For the majority of Mr. Wonderful, Bronson plays the same character he’s crafted over his long succession of mix tapes, just backed by big-budget production from the likes of Mark Ronson, Noah Shebib and longtime collaborator Party Supplies. Each of these guys illuminates the album in their own light, leaving hardly a dull moment in the span of its 50-minute runtime. From Ronson’s bright pianos and funked-out horns on “Baby Blue” to Shebib’s creepy, tape-in-reverse beat on “Actin Crazy” and the barroom-brawling vibes of “City Boy Blues,” Mr. Wonderful stays interesting thanks to an array of stellar production from behind the boards.

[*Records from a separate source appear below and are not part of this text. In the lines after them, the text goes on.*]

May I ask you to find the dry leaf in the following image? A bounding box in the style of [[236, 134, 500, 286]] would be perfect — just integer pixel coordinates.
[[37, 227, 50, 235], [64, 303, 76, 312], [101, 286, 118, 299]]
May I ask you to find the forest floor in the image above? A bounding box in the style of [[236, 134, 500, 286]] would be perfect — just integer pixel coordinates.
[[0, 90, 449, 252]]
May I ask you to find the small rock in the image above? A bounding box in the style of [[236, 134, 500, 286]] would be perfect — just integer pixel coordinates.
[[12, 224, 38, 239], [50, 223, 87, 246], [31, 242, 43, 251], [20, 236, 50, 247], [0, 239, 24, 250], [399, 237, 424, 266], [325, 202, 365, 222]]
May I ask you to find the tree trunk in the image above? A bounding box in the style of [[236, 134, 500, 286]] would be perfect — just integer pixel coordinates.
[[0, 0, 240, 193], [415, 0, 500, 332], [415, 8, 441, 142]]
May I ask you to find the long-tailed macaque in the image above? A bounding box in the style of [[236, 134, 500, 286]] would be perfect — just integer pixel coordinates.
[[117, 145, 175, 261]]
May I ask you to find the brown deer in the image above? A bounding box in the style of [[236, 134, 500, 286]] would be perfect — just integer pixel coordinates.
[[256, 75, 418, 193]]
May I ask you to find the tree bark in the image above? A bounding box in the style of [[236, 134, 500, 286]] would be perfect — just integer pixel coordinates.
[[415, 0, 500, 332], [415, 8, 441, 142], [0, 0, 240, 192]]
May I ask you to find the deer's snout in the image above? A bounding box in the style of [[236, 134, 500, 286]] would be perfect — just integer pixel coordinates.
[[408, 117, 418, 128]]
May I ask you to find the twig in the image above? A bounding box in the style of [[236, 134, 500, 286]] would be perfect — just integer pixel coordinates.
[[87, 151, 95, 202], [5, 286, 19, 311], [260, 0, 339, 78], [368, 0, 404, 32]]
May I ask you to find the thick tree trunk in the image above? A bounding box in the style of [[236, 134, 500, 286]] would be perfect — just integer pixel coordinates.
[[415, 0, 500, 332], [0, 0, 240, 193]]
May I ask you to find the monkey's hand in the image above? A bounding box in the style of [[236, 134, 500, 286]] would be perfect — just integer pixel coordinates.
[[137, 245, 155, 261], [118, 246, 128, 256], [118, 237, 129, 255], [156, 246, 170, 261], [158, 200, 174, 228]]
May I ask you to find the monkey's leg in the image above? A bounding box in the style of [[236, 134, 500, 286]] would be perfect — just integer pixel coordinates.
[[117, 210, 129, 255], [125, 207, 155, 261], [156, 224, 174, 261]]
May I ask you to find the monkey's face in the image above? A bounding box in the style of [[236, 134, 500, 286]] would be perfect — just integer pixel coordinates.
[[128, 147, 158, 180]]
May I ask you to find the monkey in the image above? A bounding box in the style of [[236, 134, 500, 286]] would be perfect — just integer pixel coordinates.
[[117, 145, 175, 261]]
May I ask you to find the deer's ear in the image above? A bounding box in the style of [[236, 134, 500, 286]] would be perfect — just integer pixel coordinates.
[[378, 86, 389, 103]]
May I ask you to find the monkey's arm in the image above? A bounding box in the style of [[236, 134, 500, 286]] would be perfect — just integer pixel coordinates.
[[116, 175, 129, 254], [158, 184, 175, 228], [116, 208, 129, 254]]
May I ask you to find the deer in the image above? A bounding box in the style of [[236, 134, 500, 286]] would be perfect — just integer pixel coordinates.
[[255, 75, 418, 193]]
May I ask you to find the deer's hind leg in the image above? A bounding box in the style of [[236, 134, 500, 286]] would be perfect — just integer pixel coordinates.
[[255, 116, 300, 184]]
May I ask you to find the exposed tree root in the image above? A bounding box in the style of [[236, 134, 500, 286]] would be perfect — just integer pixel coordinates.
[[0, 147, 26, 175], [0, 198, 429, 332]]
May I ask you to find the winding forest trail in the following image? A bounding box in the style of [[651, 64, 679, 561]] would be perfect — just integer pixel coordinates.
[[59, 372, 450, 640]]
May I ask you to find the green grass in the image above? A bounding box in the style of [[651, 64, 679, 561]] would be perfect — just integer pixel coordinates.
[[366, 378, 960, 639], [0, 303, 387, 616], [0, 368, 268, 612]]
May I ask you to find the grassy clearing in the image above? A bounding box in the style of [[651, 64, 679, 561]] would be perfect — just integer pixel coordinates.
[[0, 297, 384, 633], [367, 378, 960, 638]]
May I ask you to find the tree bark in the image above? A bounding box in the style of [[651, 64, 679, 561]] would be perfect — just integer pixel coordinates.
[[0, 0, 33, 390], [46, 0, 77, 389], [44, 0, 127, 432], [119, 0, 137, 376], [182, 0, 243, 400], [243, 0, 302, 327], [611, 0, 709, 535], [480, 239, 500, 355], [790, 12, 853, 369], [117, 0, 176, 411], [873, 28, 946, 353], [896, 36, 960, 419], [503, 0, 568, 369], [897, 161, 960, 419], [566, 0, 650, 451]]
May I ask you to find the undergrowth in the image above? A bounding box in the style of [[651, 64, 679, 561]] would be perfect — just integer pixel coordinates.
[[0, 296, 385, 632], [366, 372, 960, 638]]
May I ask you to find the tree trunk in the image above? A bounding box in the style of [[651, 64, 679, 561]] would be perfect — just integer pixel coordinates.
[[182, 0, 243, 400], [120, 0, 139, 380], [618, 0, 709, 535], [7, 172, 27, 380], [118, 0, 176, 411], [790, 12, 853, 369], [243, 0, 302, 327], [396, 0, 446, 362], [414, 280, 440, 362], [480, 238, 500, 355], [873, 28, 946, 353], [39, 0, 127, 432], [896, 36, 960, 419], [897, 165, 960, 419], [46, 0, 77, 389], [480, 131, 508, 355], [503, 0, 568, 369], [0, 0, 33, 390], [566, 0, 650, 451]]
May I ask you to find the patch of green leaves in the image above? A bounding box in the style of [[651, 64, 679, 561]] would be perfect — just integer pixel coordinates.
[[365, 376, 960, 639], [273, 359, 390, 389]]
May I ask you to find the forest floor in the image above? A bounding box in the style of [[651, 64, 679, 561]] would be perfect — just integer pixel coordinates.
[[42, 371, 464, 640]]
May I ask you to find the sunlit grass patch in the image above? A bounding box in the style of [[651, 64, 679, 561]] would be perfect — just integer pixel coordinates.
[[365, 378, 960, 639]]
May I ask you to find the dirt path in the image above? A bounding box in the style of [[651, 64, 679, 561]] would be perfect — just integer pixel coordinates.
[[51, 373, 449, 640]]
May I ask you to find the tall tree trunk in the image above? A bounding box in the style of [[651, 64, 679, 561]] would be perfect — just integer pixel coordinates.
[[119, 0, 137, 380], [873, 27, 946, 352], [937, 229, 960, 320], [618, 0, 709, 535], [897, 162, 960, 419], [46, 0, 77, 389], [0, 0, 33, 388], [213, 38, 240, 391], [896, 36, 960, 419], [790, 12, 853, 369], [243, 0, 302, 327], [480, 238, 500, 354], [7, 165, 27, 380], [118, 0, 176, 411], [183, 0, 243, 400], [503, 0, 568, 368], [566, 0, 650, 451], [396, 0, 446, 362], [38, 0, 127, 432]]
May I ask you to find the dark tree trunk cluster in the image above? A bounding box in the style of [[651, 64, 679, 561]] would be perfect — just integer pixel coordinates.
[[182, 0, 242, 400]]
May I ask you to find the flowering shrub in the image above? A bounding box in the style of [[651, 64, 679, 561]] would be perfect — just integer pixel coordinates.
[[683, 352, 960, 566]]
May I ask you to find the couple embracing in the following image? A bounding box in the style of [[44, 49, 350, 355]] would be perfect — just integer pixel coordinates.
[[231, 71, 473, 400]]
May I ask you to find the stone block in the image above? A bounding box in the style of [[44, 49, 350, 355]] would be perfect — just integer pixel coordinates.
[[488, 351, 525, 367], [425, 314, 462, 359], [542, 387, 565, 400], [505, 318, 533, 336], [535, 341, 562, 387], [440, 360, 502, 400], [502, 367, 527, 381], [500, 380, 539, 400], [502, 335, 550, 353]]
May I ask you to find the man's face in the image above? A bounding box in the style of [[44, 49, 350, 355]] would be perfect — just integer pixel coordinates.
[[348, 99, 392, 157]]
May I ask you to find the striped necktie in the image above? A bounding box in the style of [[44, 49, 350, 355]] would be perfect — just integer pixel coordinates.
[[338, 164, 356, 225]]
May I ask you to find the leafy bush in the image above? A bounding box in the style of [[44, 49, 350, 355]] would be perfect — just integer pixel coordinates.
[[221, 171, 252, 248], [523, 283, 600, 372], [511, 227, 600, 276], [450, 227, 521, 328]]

Even if it sounds like most of these lines were written in a hot-boxed backseat on the way to recording, Bronson references so many obscure elements from pop culture's past, it’s hard to call any of this unimaginative. Rather, it’s just kind of impersonal. There are only so many “Wooden” with “Doc Gooden” rhymes you can make before your listener craves a little more insight into who you actually are as a person. “Baby Blue” is Bronson’s most personal track yet, but even it can’t get past the “why you gotta hurt me, girl?” trope to deliver anything really new or interesting about his character. Even so, it’s one of Wonderful’s best tracks thanks to Mark Ronson’s instantly memorable production and one delightfully hateful verse from Chance the Rapper.
If you’re familiar with Bronson, you won’t find too many surprises on Mr. Wonderful. It’s a carefree contrast to the dense intensity of an album like Lamar’s, and a perfectly passable debut, but don’t expect to see it alongside some of this year’s already-incredible and still-to-come releases. With his wild culinary wisdom and a TV food show now in the works, Bronson’s already found success beyond rap, which might be his biggest achievement of them all.